Addressing Poor Bearing Lubrication
There are many factors that cause poor bearing lubrication, such as contamination. The poor lubrication discussed in this article refers to purely poor lubrication. The effects of factors such as contamination will be introduced in subsequent articles.
As mentioned earlier, pure bearing lubrication inadequacy mainly occurs when bearing viscosity and other factors cannot meet the requirements for forming a lubricating film. At this point, factors affecting lubrication viscosity must be adjusted based on the circumstances.
When the equipment has just completed the manufacturing stage, poor lubrication may be related to the choice of lubricants. Check the selection of lubricants and the filling process when poor lubrication occurs.
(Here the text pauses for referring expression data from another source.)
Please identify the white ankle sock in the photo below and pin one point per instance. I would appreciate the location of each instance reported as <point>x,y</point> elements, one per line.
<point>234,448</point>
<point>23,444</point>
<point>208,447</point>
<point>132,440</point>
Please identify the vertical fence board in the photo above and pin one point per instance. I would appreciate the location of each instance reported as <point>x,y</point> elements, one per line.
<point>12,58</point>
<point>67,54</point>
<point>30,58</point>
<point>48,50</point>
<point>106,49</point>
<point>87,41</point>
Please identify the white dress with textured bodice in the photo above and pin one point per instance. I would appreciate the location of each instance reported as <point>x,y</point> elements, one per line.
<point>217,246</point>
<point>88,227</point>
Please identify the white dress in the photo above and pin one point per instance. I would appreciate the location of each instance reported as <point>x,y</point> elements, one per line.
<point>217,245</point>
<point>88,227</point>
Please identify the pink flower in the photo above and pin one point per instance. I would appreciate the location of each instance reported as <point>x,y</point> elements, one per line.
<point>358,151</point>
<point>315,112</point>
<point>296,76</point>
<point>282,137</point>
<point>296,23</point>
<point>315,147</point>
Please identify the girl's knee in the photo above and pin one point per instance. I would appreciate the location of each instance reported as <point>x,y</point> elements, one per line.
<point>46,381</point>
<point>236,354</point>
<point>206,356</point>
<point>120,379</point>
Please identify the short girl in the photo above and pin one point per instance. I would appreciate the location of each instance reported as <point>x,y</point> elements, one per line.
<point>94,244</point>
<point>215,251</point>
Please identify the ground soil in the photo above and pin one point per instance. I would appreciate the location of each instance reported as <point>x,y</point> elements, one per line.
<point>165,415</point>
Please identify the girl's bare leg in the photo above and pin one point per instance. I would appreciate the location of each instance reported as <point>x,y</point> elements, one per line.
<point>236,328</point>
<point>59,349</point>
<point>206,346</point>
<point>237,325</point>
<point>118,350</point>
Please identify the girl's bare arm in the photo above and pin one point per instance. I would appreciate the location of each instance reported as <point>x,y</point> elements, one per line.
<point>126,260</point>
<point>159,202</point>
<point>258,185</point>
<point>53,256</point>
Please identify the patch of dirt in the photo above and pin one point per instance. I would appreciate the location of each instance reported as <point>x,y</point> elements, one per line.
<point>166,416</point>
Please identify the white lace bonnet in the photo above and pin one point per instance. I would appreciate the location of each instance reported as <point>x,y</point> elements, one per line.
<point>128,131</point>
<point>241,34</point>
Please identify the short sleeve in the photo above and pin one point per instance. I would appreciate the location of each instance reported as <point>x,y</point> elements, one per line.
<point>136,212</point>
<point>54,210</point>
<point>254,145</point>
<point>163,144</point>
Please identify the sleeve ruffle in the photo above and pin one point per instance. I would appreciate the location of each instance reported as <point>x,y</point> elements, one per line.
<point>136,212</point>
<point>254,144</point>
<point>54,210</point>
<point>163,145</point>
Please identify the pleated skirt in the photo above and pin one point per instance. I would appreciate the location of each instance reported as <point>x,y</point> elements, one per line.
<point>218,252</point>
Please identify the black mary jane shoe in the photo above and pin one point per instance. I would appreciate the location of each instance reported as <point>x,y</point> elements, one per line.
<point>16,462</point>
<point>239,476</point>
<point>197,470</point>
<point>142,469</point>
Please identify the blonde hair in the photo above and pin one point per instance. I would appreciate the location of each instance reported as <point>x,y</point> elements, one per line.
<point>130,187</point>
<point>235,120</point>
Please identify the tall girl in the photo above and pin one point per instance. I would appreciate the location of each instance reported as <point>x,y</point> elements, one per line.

Ensure that the choice of bearing lubrication in the equipment is correct and that the oil volume is accurate.
In the case of poor lubrication during equipment operation, where the equipment was in good condition initially and suddenly exhibits signs of poor lubrication, the factors affecting lubrication during this process need to be examined.
For example, whether the temperature fluctuates; whether there is supplementary lubrication; whether contamination has occurred; and whether different types of grease have been mixed.
If signs of improper lubrication appear in the early stage, timely correction of the lubrication issue can prevent premature bearing failure. At this point, the bearing may not have been damaged. Once the lubrication is corrected, all the fault indications can be readily resolved.